El licenciado Taruffetti que no había escuchado ni una palabra de lo que había narrado, me miró como extrañado, se acomodó los lentes y me dijo desafiante:
-¿Sabe?. Lo que que para un infanto de hoy es el cotizado huevo " kinder ", en nuestra época era el sencillo chupetin Topolín, con sorpresa. Ese que resiste con honores y se mantiene en las marquesinas de los kioscos. Es, a mi parecer, un claro ejemplo comparativo de la niñez actual con la otrora, de nuestra infancia- continúo diciendo con un halo de misterio Taruffetti.
- En la infancia de hoy, un niño o una niña quiere una sofisticada golosina -que no lo es por su envase, ya que solo se trata de un huevo- que contiene piezas de un juguete que viene acompañado de un "plano" con "indicaciones" de como armarlo. Fíjese también el mensaje simbólico que nos trae esa cotizada golosina - me dice Taruffetti mientras pita su pipa plástica lanza burbuja a la vez que con su mano derecha intenta embocar la bocha del balero. En comparación con la que usted comía en su infancia, que por su valor era de fácil acceso para las masas: un sencillo chupetín casi transparente que venía con un simple "juguetito" que consiste en un trozo de plástico que a veces ni forma definida tenía. Uno suponía entonces que era un autito rojo lo que le tocó por sorpresa, pero hasta quizás no estaba definida su silueta...Sin embargo, usted niño, dejaba volar su imaginación y jugaba feliz con ese pedacito de plástico..."- casi no concluye la frase por la emoción que lo había embargado. "Los niños de hoy, en cambio - siguió Taruffetti-, logran llegar a tener ese sofisticado juguetito ¿cómo? rompiendo los huevos, que además nos cuesta como lo que es su envase.

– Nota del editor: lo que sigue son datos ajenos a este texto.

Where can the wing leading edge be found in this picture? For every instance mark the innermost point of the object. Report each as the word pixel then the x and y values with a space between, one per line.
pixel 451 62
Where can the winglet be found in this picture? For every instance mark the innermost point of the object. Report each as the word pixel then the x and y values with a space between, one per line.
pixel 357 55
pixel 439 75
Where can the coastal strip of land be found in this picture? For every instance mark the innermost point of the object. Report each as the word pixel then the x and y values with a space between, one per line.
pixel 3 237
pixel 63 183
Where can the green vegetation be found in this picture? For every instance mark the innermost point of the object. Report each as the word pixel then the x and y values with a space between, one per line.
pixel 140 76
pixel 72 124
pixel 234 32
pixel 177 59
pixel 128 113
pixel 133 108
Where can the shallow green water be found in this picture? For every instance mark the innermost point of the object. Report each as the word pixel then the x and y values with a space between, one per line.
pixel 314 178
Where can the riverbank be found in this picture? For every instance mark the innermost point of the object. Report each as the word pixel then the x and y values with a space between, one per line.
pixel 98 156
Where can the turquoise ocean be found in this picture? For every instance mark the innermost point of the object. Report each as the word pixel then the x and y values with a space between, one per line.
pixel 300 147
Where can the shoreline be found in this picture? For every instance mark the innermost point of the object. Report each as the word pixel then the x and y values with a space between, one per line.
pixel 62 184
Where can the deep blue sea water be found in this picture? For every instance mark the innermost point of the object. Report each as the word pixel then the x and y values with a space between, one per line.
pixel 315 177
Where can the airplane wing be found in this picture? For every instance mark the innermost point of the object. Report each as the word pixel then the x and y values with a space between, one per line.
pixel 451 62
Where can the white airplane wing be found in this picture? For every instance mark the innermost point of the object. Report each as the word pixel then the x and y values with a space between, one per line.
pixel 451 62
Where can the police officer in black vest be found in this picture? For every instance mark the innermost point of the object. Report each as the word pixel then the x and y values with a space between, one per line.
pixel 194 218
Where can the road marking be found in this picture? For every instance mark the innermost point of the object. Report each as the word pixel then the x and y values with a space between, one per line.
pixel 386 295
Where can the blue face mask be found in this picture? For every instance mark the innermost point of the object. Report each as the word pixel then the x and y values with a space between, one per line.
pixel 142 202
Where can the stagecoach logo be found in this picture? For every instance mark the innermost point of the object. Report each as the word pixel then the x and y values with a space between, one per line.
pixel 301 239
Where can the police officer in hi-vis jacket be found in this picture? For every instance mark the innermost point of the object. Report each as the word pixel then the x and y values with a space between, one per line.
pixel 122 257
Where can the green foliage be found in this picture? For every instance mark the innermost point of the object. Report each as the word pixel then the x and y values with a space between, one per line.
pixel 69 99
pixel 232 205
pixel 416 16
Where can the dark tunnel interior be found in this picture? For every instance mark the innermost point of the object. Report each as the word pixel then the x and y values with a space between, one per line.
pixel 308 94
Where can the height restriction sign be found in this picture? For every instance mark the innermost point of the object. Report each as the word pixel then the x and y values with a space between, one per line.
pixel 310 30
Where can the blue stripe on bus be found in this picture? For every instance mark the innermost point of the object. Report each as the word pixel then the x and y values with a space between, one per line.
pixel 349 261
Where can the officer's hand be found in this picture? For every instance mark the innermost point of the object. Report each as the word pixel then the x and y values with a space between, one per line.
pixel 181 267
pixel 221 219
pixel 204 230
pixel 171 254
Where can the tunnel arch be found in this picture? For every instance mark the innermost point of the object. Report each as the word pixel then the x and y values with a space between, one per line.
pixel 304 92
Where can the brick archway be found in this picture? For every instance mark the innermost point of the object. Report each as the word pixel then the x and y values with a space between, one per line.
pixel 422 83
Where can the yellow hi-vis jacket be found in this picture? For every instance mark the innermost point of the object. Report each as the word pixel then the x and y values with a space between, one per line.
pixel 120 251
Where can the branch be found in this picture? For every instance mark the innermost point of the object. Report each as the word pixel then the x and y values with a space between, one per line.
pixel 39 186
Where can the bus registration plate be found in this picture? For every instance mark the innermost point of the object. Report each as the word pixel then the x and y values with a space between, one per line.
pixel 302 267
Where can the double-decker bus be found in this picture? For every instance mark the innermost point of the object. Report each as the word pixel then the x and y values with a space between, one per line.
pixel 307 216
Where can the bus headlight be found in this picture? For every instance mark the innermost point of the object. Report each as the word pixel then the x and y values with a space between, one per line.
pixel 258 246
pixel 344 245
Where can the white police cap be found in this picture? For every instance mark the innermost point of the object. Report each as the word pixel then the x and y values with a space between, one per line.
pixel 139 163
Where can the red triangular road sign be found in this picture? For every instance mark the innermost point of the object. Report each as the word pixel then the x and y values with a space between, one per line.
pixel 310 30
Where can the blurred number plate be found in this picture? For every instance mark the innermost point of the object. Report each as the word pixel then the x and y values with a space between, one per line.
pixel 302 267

Y encima con piezas que hay que encastrar leyendo los planos como si de un maqueta de avión se tratara. Ya me imagino a algunos de sus ingenieros, a esos cerebros huevones, disfrutando saber que al adulto, que el niño o niña recurrirá para armarlo, le costará un......"-y me mira el licenciado, como preguntando...a la espera de mi respuesta- "un huevo"- digo casi preguntando. Y él, por fìn asiente, y sigue: - Exácto, le costará un huevo armarlo. Y mientras el niño o niña está devorando el chocolate, los adultos están luchando con un juguete. Juguete con el que el infanto jugará lo que dura un pedo en una canasta...," concluye casi resinado. Pero retoma el hilo y levantando nuevamente la mirada, la voz y hasta el índice de su mano, exclama: -¿¡Para luego queeee!? - ya está casi gritando- ¡para pasar a pedir otra cosa....como el “spinner” por ejemplo!, concluyó ya evidentemente sulfurado.

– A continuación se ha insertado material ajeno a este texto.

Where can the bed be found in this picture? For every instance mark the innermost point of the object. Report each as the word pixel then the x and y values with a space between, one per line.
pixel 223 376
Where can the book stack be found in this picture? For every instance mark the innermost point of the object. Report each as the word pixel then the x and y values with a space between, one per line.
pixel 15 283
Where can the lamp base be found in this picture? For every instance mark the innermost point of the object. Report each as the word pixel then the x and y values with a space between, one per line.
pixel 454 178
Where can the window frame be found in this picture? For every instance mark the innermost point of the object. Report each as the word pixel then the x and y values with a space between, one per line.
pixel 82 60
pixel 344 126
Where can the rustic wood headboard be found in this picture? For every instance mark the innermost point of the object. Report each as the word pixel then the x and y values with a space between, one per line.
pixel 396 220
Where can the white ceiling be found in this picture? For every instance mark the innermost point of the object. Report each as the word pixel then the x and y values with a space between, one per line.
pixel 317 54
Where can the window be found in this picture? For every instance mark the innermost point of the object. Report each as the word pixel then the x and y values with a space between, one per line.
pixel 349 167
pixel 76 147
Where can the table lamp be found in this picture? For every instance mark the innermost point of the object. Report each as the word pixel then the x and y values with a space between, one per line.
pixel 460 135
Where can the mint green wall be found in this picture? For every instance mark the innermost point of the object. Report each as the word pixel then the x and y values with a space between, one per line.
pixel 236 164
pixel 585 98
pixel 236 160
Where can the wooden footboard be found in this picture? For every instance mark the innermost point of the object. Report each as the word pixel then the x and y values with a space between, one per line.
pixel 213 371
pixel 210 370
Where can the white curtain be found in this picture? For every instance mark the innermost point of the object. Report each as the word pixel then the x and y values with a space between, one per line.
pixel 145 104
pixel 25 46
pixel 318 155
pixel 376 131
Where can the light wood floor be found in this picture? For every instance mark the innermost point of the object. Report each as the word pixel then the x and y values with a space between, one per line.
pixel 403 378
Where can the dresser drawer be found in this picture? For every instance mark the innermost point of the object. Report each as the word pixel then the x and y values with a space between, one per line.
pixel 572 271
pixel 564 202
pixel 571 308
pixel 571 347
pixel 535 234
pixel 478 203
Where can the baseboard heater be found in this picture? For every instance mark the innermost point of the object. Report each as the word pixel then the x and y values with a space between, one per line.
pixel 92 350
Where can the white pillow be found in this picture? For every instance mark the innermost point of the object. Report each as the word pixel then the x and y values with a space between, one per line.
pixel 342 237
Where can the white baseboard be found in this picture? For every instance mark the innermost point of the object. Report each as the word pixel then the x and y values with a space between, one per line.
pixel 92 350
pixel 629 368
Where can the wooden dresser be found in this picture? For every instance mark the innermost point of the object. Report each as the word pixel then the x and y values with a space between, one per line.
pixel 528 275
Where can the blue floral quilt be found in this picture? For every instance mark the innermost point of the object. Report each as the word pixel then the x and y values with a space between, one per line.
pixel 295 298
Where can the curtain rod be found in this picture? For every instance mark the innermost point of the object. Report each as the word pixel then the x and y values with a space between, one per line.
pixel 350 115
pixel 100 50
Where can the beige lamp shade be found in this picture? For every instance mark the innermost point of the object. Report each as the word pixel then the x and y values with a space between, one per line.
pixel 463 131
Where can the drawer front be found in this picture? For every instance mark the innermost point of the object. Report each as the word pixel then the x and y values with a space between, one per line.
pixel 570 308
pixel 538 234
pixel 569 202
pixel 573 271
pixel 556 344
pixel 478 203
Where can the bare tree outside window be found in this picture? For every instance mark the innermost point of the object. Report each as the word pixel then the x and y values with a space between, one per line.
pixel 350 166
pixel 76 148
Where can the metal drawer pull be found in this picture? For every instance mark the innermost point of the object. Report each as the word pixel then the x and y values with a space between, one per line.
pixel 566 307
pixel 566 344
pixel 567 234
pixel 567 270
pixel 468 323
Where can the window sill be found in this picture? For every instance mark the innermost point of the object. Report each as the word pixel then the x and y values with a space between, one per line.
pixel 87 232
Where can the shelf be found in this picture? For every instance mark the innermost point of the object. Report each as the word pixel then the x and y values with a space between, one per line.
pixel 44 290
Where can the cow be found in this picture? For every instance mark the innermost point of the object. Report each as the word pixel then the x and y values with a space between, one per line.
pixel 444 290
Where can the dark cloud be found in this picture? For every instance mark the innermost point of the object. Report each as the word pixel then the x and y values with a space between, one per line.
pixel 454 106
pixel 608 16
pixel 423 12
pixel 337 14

Abandoné el consultorio, mientras el licenciado arrojaba con furia el valero hacia la ventana, haciendo estallar su vidrio, a la vez que pateaba los juguetes que lo rodeaban. Lo que menos quería yo, era contagiarme esa ira; pero mucho menos ligarme los retos de su madre, que se acercaba al consultorio a los gritos: -¡ya vas a ver José, ya vas a ver....estoy yendo!. Fue de regreso a casa, mientras caminaba pensativo, que llegué a la siguiente conclusión:
La niñez de antes era un "Topolín", económica y simple-; la actual, un “Kinder”, sofisticada y costosa.